Giovanni Papini La vocazione di teppista intellettuale – Da Lacerba

Qualcuno, che s’immagina di conoscermi, si meraviglierà, forse, di vedermi qui, in mezzo ai futuristi, pronto e disposto a urlare coi lupi e a ridere coi pazzi ( benissimo). Ma io, che mi conosco assai meglio di chiunque altra persona, non sono affatto sorpreso di trovarmi in così cattiva compagnia ( bravo!). Da quando, dieci anni fa, sono scappato da quelle case di perdizione che son le scuole ( primi urli) per buttar fuori quel che avevo accumulato in un lungo incubamento di solitudine ho avuto sempre il vizio di star dalla parte dei matti contro i savi; con quelli che mettono il campo a rumore contro quelli che voglion stabilire il pericoloso ordine e la mortale calma; con quelli che hanno fatto ai cazzotti contro quelli che stanno alla finestra a vedere ( gridi svariati). Mi hanno chiamato ciarlatano, mi hanno chiamato teppista, mi hanno chiamato becero ( bene!). Ed io ho ricevuto con inconfessabile gioia queste ingiurie che diventano lodi magnifiche nelle bocche di chi le pronunzia. Io sono un teppista, è arcivero ( verissimo!). M’è sempre piaciuto rompere le finestre e i coglioni altrui ( vocìo enorme) e vi sono in Italia dei crani illustri, che mostrano ancora le bozze livide delle mie sassate ( proteste, alcune signore si alzano). Non c’è, nel nostro caro paese di parvenus, abbastanza teppismo intellettuale. Siamo nelle mani dei borghesi, dei burocratici, degli accademici, dei posapiano, dei piacciconi ( gridìo confuso). Non basta aprire le finestre – bisogna sfondar le porte. Le riviste non bastano ci voglion le pedate ( approvazioni ironiche).

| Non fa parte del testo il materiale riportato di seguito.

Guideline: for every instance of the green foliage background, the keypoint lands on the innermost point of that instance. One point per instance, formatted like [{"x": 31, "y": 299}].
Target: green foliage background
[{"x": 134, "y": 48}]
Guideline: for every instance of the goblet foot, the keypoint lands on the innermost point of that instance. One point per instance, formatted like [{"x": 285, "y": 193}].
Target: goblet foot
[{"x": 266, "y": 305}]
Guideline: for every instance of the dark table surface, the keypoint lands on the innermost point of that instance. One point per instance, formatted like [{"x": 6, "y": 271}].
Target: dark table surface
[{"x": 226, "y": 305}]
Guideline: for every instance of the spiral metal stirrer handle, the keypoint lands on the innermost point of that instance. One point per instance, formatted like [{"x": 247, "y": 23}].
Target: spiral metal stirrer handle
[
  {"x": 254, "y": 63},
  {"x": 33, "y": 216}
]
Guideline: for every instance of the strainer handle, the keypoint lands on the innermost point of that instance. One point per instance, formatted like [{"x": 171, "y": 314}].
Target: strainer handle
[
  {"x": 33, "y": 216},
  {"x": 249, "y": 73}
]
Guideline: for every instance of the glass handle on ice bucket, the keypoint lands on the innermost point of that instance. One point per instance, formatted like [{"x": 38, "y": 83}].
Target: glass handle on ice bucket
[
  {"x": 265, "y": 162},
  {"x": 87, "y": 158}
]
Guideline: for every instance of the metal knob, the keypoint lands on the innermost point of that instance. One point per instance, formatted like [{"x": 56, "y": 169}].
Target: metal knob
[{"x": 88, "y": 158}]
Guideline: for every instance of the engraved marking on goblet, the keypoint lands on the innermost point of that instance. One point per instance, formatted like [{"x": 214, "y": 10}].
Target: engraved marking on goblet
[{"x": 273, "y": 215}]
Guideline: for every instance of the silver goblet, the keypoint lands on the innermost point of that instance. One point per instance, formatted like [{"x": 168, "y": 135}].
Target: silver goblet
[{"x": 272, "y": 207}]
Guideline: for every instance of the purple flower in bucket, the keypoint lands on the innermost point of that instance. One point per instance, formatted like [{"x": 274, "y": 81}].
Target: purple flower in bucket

Per questo mio stato d’animo, per questa mia nativa ed invincibile inclinazione al becerismo spirituale, io, per quanto non futurista ( risate, insulti), non ho potuto fare a meno di accettare l’invito di Marinetti e di venir qui a far la parte di buffone schiamazzatore dinanzi a tante serie persone ( è vero!). Ho già scritto e stampato tutto il male e tutto il bene che penso del futurismo e non voglio ripetermi. Ma resta il fatto importante e fondamentale che in questo momento, in Italia, non v’è altro moto d’avanguardia vivo e coraggioso al di fuori di questo; non v’è altra compagnia possibile e sopportabile per un’anima di distruttore, per un’anima seccata dell’eterno ieri e innamorata del divino domani – resta il fatto gravissimo, signori miei, che tra questi canzonati futuristi vi sono uomini di vero ingegno che valgono assai più dei graziosi scimpanzé che ridon loro sul viso ( urli bestiali). Queste ragioni mi son bastate e mi bastano per sfidare l’obbrobrio che
può cadere sul mio capo scarmigliato per questo mio gesto di simpatia, e, se volete, di solidarietà (tumulto in platea).